Quel futur pour le one-to-one ?
On me
demande souvent ce qu'il y après le one-to-one marketing. C'est comme demander
ce qu'il y a après la comptabilité. Nous aurons toujours besoin de faire de la
comptabilité et nous aurons toujours des relations avec les consommateurs. Mais
ceux-ci veulent de plus en plus de détail, d'informations.

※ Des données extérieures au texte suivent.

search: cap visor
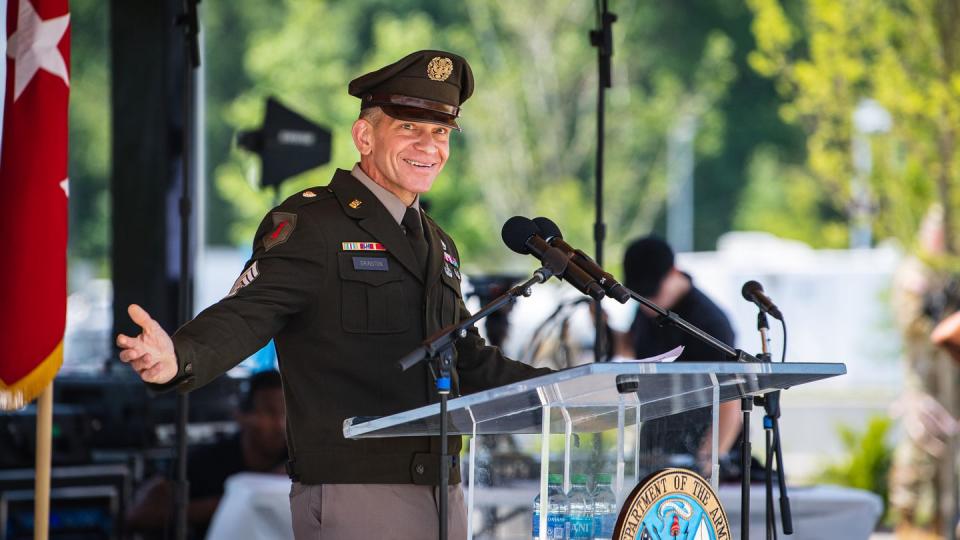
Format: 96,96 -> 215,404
380,105 -> 463,131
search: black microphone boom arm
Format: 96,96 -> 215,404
397,258 -> 566,371
624,287 -> 759,362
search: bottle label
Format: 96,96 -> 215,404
533,512 -> 568,540
547,514 -> 568,540
593,514 -> 617,538
570,515 -> 592,540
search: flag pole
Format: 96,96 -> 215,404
33,381 -> 53,540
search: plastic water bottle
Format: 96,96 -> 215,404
533,474 -> 570,540
593,474 -> 617,540
567,474 -> 593,540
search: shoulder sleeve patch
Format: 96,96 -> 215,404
262,212 -> 297,251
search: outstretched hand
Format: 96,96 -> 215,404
117,304 -> 179,384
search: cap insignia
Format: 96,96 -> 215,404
427,56 -> 453,81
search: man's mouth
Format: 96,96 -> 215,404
404,158 -> 436,169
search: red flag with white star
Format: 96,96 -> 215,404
0,0 -> 70,409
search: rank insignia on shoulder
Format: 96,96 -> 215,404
340,242 -> 387,251
227,261 -> 260,298
263,212 -> 297,251
443,252 -> 460,268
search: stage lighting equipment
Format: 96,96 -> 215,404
237,97 -> 331,187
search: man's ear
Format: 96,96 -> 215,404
350,118 -> 373,156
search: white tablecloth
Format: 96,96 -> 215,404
207,473 -> 293,540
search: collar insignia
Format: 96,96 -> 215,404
443,252 -> 460,268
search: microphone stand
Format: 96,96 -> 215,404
397,257 -> 567,540
624,287 -> 759,362
173,0 -> 200,540
755,311 -> 793,540
590,0 -> 617,362
618,289 -> 760,540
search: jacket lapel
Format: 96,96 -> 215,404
330,169 -> 423,282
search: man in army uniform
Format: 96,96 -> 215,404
117,51 -> 548,540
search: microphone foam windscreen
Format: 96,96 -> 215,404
740,279 -> 763,302
500,216 -> 540,255
533,217 -> 563,238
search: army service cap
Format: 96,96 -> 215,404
349,50 -> 473,131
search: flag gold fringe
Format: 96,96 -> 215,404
0,339 -> 63,411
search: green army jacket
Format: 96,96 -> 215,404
159,170 -> 549,484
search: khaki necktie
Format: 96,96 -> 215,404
400,207 -> 430,271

Vous ne vous
réveillerez jamais le matin en vous disant : "Mes relations avec les
consommateurs sont aussi bonnes qu'elles devraient l'être". Vous aurez toujours
à les améliorer et je pense que vous devez envisager le one-to-one marketing
non comme une destination à laquelle vous devez arriver mais comme une
direction dans laquelle votre entreprise doit aller.
Biographie
Don Peppers possède un diplôme de 2e cycle comme ingénieur aéronautique de l'Académie US Air Force et un master en affaires publiques de Princeton. Avant de se lancer dans la publicité et le marketing, il a travaillé comme économiste dans le domaine du pétrole et fut directeur de la comptabilité pour une société aérienne régionale. Don Peppers est cofondateur du groupe Peppers and Rogers. Avec Martha Rogers, il est coauteur de "The One to One Future" (1993), "The One to One Enterprise" (1997), "The One to One Manager" (1999) et, avec Bob Dorf, le président de Peppers and Rogers Group, de "The One to One Fieldbook", adapté en français par Henri Kaufman et Laurence Faguer ("Le One to One en pratique").
L'entreprise
Le Peppers and Rogers Group emploie 200 personnes aux Etats-Unis, 100 dans le reste du monde. 16 bureaux en Europe, Afrique, Asie et Australie. Chiffre d'affaires : 35 millions de dollars. Principaux clients : Ford, Hewlett-Packard, Agilent Technologies, American Skandia, Verizon, Dogus.